Lauremont School, formerly Toronto Montessori Schools (TMS), is a Montessori and International Baccalaureate school in Ontario, Canada. It was founded by Helma Trass in 1961. The school moved to Richmond Hill from Toronto in 1964. It has two sites, Bayview Campus (18 months to Grade 6 students) and Elgin Mills Campus (Grades 7 to 12). The head of school is Andrew Cross.
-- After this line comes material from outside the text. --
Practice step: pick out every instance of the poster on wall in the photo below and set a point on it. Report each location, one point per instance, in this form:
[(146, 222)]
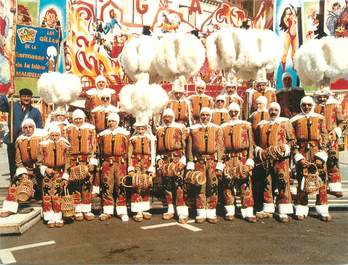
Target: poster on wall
[(336, 18), (336, 25), (286, 25), (28, 12), (312, 20), (36, 51), (6, 53), (263, 18), (53, 16)]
The school's first location was in Toronto, which is why, despite now being in Richmond Hill, it maintained its name 'Toronto Montessori Schools' until the rebranding in 2024.
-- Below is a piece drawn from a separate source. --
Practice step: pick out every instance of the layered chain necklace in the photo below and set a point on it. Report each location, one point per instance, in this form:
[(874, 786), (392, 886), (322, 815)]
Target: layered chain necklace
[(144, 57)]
The Toronto Montessori Institute (TMI) opened in 1971 at Victoria College, University of Toronto and moved to Richmond Hill in 1980. TMI has closed as of June 30, 2022.

The Lauremont Lower School is at 8569 Bayview Avenue and is for students aged 18 months to Grade 6. The Lauremont Upper School, which opened in September 2009, is an International Baccalaureate (IB) facility for students in TMS Upper School (Grades 7 to 12) – an IB World School with both the IB Middle Years Programme and the IB Diploma Programme. Also located at the Lower School address is the Toronto Montessori Institute (TMI), founded in 1971 and one of the oldest teacher-training Montessori schools in Canada.

TMS announced in May 2023 its intention to change its name to Lauremont School in September of the 2024-2025 school year. The "Laure" part of the new name stands for Baccalaureate, and "mont" for Montessori. The name change was completed in September 2024.